Attorney General Eric Schneiderman announced Monday a settlement with Peabody Energy — a major coal company. Schneiderman says the company “repeatedly denied in public financial filings … that it had the ability to predict the impact that potential regulation of climate change pollution would have on its business” despite having hired consultants to conduct internal reports on how regulations would impact coal use.

“As a publicly traded company whose core business generates massive amounts of carbon emissions, Peabody Energy has a responsibility to be honest with its investors and the public about the risks posed by climate change, now and in the future,” Schneiderman said in a statement.

This is the first time a state attorney general has forced a company into reporting how global warming regulations will impact its business. The settlement comes just days after Schneiderman initiated an investigation into Exxon Mobil for allegedly misleading investors on how global warming will impact the oil business.

For months, environmentalists have been calling on the Justice Department to launch a RICO probe into groups skeptical of man-made global warming.

“A lot of people haven’t seen through the scam that’s being perpetrated,” Rhode Island Democratic Sen. Sheldon Whitehouse told environmental activists earlier this year.

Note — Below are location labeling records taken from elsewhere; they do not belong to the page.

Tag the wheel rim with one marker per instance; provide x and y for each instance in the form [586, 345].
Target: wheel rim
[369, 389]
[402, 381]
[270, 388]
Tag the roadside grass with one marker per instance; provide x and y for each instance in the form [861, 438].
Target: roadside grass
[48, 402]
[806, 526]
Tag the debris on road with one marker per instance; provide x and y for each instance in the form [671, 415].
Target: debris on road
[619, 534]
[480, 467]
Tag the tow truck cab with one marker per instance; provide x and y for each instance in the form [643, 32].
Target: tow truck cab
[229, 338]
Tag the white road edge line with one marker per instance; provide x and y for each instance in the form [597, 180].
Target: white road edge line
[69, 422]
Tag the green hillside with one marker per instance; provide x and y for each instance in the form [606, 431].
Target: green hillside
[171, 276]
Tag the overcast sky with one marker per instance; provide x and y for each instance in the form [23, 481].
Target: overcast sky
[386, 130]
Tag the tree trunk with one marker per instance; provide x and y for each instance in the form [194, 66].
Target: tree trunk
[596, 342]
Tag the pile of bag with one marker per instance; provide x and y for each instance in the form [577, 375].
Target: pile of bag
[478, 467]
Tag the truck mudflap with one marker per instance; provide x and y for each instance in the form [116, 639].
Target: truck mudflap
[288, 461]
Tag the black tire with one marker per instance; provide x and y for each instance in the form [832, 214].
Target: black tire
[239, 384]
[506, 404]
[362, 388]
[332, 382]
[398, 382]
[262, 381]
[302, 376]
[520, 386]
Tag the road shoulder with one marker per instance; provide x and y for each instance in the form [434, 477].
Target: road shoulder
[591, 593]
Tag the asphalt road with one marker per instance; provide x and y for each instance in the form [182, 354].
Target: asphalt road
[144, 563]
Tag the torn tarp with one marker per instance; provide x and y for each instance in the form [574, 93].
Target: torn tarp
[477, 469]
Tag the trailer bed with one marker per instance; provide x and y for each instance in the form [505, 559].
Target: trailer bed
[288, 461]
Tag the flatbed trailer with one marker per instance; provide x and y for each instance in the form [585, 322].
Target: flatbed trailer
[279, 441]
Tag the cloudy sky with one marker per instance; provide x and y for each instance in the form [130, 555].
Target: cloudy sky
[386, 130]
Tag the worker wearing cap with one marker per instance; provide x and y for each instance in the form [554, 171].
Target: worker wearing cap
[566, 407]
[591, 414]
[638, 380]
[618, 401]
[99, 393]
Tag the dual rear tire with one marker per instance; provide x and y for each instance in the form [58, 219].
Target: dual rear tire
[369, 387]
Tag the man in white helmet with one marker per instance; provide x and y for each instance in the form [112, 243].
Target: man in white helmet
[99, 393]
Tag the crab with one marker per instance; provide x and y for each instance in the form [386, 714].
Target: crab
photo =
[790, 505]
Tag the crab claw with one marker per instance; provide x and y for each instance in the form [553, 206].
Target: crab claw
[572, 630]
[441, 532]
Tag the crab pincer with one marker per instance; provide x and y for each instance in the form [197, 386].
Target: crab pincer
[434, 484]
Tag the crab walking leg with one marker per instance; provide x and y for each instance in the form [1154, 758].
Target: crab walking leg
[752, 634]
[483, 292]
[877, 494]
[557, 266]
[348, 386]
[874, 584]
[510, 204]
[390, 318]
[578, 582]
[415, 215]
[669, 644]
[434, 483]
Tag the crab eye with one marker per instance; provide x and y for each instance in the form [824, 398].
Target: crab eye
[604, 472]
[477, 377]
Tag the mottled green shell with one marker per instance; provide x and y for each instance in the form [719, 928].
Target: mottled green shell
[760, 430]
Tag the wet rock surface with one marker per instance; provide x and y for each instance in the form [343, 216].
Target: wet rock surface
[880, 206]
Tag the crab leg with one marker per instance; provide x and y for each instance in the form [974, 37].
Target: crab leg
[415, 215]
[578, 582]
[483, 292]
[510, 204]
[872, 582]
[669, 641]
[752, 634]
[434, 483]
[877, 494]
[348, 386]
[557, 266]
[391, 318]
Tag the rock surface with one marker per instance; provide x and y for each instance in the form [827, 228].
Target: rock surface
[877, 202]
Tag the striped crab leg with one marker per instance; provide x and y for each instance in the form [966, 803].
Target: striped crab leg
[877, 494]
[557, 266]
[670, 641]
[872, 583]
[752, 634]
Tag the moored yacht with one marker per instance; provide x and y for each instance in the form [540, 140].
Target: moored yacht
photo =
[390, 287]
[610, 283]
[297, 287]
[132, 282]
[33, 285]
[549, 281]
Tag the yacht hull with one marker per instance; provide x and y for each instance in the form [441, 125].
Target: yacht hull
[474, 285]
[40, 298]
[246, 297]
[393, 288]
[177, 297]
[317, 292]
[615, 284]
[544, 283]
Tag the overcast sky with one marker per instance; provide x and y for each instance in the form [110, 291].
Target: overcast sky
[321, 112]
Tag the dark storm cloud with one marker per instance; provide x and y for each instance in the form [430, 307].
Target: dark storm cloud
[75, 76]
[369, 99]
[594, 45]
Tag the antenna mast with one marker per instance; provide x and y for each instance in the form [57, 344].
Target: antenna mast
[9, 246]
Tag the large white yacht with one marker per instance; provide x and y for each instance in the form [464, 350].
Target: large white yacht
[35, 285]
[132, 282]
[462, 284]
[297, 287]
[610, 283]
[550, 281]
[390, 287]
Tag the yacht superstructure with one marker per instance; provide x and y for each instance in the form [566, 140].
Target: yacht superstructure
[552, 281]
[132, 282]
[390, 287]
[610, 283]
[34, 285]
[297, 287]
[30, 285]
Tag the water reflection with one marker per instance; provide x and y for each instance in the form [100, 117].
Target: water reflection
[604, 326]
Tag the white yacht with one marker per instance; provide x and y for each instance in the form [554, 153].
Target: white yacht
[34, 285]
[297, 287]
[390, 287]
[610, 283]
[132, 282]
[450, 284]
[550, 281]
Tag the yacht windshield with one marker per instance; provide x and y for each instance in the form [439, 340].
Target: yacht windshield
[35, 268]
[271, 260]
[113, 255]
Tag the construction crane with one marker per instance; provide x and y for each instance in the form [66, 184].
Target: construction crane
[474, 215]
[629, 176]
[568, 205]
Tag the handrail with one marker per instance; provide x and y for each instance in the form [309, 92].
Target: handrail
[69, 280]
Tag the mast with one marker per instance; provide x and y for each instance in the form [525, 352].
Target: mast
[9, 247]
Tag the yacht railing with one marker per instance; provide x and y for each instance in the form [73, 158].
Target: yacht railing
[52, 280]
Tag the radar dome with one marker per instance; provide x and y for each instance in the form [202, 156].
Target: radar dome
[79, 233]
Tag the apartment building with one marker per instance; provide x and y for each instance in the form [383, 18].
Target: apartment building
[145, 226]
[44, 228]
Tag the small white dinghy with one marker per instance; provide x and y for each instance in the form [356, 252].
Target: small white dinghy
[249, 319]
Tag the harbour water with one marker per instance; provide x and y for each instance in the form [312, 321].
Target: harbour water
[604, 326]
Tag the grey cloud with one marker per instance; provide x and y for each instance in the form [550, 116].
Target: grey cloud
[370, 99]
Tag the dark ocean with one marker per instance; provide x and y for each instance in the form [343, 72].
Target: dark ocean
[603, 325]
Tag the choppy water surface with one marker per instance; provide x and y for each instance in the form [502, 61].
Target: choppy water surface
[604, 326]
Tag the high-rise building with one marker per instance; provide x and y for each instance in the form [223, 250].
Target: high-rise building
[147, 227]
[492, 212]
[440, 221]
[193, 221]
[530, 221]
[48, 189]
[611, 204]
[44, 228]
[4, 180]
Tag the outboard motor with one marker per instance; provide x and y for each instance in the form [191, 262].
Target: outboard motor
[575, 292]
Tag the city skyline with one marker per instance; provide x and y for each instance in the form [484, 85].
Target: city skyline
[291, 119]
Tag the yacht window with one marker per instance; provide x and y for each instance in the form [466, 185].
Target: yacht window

Democratic lawmakers, environmentalists and even liberal presidential candidates have backed federal prosecution of Exxon. Democrats have also called for federal prosecution of companies and advocacy groups skeptical of global warming. Supporters of prosecution argue these groups are acting like the tobacco industry by spreading misinformation about climate science.

“So that’s one of the reasons I hope that we get another lawsuit out of the Department of Justice, like the one they brought against the tobacco industry that showed that the whole fraudulent scam was a racketeering enterprise, held them accountable for it,” Whitehouse said.

New York’s AG says Peabody conducted internal studies and provided “one-sided” descriptions of publically-available reports on how regulations could impact global coal demand. The AG’s office says Peabody only included “current policies” scenarios in its Securities and Exchange Commission (SEC) filings. The company argued it could not predict what governments would do in the future.

“In doing so, Peabody failed to disclose the [International Energy Agency’s (IEA)] other two scenarios, which are much less favorable projections of world coal demand by the IEA,” the AG’s office said.

But were investors really being misled by Peabody’s findings? In the past few years, a plethora of publicly available reports on future coal demand have come out detailing how government policies in the U.S., China and other countries could impact coal use.

Peabody’s stock price has been tumbling for years. The company’s stock peaked in April 2011 at about $1,090 before slowly tumbling to $15.33 Monday. Over the last 5 years, the company’s stock has lost nearly 99 percent of its value.

Investors have clearly been skeptical of coal’s prospects for years as regulations have contributed to a massive fuel switch in the U.S. from coal to global warming.

As part of Peabody’s settlement with the AG, the company “will file revised shareholder disclosures… that accurately and objectively represent these risks to investors and the public,” according to the AG’s office.